A primeira conferência do ciclo "Crise e Alternativas" foi dedicada ao papel das associações de estudantes, na história. O encontro contou com a participação de João Veloso e José Pacheco Pereira e debateu formas de intervenção estudantil em diferentes contextos políticos.

“Se vivemos um presente liberto de censura e cujo fluxo de informação é superior a outros contextos históricos, porque é que a intervenção estudantil é menor?” Esta foi uma das questões colocadas por uma estudante, na conferência sobre o papel das Associações de Estudantes na história, realizada esta sexta-feira na Faculdade de Letras da Universidade do Porto (FLUP).

José Pacheco Pereira, atualmente professor no Instituto Universitário de Lisboa (ISCTE) respondeu à pergunta contrapondo a sua experiência como ex-dirigente de uma associação de estudantes na FLUP, ilegal na altura do Estado Novo. “A comparação de tempos históricos muito diferentes às vezes é enganadora”, explicou. Nessa época, e apesar de não ser o seu caso, nem todos os estudantes estavam dispostos a intervir na esfera política, tendo em conta os vários mecanismos de censura e de coação instituídos pelo Governo.

José Pacheco Pereira, ex-dirigente associativo

José Pacheco Pereira falou da sua experiência na associação de estudantes na FLUP durante o regime Salazarista. Na altura, a AE não era reconhecida oficialmente e a açao militante estudantil era fortemente restringida. Pacheco Pereira contou o episódio em que a PIDE lhe assaltou a casa, levando a sua tese de licenciatura.

Por outro lado, Pacheco Pereira é da opinião de que, apesar de vivermos a era de informação, as novas tecnologias nem sempre favorecem a mobilização das pessoas: “Ter as novas tecnologias e a Internet é muito positivo mas estes meios também induzem a uma certa preguiça coletiva. Uma coisa muito interessante é a convicção que as pessoas têm de que basta pôr meia dúzia de coisas no Facebook para garantirem uma manifestação. Não bastam slogans”, afirmou.

José Pacheco Pereira relembrou, ainda, o significado intemporal do associativismo estudantil: “A essência do trabalho associativo é a representação dos interesses dos estudantes e a luta contra a violência inscrita nas coisas. E isso tanto é válido para o período em que não havia democracia como para o período em que há democracia. As associações de estudantes não são para publicar sebentas como se fossem um acrescento de alguma associação recreativa. São mais do que isso”, conclui.

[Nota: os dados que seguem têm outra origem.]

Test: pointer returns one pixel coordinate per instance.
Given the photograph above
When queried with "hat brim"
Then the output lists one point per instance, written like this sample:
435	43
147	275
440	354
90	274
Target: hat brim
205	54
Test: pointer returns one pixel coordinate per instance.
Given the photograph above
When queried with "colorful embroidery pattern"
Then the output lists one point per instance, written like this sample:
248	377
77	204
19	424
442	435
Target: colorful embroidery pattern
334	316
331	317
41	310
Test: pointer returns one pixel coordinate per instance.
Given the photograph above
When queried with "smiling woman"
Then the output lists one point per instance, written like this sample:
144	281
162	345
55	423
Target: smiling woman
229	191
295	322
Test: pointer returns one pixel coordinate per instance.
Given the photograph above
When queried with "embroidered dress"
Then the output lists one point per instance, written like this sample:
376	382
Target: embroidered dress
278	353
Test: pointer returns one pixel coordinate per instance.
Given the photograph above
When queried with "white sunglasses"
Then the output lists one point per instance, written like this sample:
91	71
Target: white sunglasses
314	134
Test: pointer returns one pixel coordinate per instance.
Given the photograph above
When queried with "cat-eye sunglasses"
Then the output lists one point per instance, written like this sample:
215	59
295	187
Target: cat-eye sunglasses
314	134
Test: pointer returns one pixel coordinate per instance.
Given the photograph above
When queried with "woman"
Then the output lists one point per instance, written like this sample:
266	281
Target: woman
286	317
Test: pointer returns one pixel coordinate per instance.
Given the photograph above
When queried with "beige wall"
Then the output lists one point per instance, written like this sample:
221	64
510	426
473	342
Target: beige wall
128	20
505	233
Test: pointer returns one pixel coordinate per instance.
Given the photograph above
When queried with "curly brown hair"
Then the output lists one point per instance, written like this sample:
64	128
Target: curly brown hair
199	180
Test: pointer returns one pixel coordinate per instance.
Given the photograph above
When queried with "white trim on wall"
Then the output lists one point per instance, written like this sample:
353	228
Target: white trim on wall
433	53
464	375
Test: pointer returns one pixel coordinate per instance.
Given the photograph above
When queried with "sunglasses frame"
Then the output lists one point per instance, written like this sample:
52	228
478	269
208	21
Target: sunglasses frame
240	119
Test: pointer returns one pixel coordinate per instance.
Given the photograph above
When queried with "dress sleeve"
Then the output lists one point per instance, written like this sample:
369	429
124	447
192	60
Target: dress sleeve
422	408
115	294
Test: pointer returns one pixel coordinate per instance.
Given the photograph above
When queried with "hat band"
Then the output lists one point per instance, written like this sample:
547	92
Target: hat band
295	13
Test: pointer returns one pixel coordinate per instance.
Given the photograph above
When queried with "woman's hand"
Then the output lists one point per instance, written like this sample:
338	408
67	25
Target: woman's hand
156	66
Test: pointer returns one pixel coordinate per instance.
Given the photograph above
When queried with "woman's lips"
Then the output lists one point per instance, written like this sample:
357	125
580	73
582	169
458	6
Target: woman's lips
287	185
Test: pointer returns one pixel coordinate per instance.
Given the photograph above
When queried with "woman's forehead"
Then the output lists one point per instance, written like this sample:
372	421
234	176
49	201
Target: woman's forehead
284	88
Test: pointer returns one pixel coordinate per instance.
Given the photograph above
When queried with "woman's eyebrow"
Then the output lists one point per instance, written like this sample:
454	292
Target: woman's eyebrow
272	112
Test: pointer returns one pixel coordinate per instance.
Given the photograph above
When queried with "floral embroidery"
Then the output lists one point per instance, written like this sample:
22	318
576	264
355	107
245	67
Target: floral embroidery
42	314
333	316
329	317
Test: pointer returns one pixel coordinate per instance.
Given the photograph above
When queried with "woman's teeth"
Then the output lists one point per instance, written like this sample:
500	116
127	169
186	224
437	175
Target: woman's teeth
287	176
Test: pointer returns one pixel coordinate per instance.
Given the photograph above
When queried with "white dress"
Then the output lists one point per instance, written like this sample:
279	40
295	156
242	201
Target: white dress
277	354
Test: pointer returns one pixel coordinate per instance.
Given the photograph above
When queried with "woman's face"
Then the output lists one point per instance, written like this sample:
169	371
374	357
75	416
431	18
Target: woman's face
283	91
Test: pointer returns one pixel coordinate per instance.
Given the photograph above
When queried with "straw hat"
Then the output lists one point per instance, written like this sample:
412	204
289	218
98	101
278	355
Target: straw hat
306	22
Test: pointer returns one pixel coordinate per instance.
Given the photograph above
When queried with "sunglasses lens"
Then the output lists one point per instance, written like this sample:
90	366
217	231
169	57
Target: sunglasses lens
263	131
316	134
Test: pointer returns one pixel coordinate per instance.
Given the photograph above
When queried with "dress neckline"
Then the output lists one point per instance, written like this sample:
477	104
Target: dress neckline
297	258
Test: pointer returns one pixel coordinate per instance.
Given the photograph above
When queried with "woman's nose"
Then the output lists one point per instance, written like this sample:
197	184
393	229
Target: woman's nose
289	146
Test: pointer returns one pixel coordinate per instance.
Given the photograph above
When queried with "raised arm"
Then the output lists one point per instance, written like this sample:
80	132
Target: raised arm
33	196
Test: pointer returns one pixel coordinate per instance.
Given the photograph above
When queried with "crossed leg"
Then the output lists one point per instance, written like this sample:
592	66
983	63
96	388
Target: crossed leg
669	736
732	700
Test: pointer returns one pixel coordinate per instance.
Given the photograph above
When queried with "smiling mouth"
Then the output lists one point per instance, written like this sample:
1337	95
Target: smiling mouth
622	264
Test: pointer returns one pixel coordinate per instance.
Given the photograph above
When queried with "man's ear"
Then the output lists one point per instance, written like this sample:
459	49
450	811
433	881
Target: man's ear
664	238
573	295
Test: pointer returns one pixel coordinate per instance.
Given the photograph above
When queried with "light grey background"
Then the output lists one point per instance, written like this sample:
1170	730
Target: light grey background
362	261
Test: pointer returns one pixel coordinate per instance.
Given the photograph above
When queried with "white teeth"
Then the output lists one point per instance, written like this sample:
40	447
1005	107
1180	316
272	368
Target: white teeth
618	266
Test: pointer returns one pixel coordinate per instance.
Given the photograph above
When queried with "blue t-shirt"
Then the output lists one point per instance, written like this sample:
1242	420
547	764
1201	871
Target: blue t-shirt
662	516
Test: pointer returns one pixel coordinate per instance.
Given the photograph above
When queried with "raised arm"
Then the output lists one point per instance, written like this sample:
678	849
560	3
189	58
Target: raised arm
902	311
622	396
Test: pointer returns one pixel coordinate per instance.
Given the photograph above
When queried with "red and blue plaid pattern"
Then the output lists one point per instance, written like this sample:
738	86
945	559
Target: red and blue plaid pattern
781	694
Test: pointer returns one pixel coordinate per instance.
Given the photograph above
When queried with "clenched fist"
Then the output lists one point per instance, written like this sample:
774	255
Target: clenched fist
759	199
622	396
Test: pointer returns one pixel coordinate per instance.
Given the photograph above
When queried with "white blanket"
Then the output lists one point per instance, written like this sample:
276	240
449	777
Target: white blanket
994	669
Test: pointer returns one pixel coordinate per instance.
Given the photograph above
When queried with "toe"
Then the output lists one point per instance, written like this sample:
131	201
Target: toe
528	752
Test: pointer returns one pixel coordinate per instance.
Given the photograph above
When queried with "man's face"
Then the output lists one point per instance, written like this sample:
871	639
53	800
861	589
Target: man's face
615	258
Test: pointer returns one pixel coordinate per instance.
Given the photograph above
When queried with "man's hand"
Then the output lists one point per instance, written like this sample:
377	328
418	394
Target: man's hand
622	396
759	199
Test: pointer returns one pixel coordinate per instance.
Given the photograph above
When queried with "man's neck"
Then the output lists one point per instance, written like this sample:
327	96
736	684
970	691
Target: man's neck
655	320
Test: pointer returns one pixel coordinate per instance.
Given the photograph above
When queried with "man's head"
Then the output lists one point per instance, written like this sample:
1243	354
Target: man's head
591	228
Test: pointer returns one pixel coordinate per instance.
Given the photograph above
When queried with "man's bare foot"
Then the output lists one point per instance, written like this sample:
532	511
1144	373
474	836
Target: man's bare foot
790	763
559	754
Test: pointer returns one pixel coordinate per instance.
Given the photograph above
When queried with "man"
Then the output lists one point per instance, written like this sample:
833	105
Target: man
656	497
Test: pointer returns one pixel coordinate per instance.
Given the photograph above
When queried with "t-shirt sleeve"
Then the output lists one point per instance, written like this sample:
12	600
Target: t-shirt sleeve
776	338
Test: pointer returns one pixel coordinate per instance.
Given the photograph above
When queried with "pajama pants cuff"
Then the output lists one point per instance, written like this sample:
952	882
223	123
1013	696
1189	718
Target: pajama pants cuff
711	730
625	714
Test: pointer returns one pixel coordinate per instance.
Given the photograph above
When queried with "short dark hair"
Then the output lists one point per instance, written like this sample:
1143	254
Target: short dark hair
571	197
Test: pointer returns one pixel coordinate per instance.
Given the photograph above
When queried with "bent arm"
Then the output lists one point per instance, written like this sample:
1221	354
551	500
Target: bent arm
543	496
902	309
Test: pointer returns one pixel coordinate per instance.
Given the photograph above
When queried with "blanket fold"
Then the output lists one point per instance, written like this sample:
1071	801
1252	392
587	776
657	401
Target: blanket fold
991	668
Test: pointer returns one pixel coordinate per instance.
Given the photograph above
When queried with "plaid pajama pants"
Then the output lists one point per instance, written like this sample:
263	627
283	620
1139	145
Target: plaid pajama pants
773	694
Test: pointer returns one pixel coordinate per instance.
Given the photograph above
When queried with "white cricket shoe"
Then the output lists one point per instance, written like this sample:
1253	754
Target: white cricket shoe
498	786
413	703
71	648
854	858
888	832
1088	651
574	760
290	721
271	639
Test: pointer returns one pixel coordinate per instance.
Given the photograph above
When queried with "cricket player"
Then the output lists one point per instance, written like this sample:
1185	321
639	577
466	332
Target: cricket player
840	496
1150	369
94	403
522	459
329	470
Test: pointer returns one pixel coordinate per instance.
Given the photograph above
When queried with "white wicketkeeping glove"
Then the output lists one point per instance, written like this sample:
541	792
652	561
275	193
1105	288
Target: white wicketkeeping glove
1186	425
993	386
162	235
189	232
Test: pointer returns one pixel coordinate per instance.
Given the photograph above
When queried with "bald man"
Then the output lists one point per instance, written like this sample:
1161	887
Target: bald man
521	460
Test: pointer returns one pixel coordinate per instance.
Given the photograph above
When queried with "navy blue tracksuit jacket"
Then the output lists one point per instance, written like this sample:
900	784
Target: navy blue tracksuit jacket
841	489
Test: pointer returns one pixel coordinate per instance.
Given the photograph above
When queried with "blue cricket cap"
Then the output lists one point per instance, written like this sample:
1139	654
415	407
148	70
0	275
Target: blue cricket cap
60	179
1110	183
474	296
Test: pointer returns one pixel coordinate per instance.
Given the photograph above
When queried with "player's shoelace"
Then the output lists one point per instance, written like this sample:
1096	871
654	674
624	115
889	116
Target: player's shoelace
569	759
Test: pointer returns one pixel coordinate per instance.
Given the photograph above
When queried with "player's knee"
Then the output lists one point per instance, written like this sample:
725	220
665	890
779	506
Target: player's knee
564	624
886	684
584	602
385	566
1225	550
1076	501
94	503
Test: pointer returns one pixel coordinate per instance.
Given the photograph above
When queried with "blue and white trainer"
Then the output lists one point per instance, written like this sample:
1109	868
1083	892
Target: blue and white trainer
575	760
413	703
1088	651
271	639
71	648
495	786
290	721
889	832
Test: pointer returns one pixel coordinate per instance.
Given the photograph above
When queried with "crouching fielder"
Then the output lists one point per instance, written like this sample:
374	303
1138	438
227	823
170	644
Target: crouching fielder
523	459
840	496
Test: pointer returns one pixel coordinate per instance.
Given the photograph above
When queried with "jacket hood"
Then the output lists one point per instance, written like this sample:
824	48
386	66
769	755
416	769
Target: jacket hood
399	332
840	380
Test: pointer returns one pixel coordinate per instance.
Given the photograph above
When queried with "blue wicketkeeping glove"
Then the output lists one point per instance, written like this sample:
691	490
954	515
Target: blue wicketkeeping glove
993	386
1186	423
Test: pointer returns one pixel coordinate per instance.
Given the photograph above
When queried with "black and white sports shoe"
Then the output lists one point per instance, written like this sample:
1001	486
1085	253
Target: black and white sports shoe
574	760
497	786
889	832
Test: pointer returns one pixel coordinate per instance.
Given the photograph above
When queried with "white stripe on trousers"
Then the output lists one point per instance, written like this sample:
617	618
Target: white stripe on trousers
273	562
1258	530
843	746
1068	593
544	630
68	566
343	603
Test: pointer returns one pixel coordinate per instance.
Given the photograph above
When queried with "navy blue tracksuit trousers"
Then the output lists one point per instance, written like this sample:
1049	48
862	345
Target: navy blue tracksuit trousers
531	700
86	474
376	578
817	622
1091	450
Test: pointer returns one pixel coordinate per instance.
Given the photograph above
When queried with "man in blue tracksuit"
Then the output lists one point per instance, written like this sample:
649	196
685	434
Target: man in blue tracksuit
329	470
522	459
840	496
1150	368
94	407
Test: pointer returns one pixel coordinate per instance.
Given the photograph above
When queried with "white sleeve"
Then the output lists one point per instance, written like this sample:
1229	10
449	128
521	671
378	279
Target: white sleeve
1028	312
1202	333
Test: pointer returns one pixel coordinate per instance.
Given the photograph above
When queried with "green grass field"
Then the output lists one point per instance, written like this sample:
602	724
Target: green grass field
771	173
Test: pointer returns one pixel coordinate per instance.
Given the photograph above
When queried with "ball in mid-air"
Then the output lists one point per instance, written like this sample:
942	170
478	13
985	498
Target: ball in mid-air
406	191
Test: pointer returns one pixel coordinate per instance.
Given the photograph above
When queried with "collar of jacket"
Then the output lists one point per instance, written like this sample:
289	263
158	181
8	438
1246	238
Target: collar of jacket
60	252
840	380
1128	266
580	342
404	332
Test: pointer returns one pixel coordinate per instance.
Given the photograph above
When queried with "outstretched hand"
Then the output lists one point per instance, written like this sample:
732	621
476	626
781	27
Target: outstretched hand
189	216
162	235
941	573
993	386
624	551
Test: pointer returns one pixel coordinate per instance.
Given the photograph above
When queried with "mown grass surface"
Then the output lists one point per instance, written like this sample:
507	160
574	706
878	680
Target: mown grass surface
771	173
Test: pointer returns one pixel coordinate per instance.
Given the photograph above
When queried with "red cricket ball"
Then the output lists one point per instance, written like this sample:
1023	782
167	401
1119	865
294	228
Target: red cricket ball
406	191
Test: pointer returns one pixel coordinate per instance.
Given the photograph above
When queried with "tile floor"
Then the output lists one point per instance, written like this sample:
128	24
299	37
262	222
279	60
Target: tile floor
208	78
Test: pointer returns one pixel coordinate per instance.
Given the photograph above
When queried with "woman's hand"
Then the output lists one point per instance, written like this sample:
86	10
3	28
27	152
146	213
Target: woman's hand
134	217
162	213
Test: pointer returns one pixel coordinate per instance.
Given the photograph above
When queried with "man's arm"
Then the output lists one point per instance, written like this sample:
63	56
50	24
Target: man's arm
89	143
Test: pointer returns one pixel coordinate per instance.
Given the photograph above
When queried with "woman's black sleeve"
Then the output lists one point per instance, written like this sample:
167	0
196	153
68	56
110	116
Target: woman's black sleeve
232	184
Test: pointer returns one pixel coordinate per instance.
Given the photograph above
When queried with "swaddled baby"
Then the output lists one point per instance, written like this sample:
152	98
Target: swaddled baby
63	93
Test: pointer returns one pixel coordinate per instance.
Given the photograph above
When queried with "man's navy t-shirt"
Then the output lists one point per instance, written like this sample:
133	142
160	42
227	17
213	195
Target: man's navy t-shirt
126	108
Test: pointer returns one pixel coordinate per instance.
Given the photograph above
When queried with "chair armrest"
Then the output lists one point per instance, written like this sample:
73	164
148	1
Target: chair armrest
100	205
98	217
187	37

As associações de estudantes devem, por isso, ser capazes de expressar a “perturbação social” que carateriza a conjuntura atual. E não estão a cumprir o seu papel se não o fizerem, afirmou o ex-deputado do PSD.

“O dinheiro estragou o associativismo”

João Veloso, atual professor de Linguística na FLUP, à semelhança de Pacheco Pereira, foi dirigente associativo da instituição entre 1988 e 1990, durante a conturbada fase do cavaquismo que coincide “com um clima social e político muito específico”.

João Veloso falou da importância das associações de estudantes no seio estudantil, referindo que estas devem possuir três objetivos primordiais: “A sindicalização dos estudantes, a dinamização de eventos e a prestação de serviços”. O professor de Linguística referiu a sindicalização e o apoio às causas dos estudantes como a causa principal de qualquer associação, partilhando, na sua visão, que estas têm vindo a perder a componente sindicalista.

A partir de episódios reais, ocorridos durante a fase em que foi dirigente associativo, João Veloso explicou que, durante a fase cavaquista, com a entrada de Portugal na União Europeia e o desenvolvimento social e económico que se seguiu, as associações de estudantes passaram a usufruir de boas condições monetárias o que levou a que estas tenham caído “muito rapidamente na tentação de se confundirem com pequenas empresas”, afirmando que “o dinheiro estragou o associativismo”.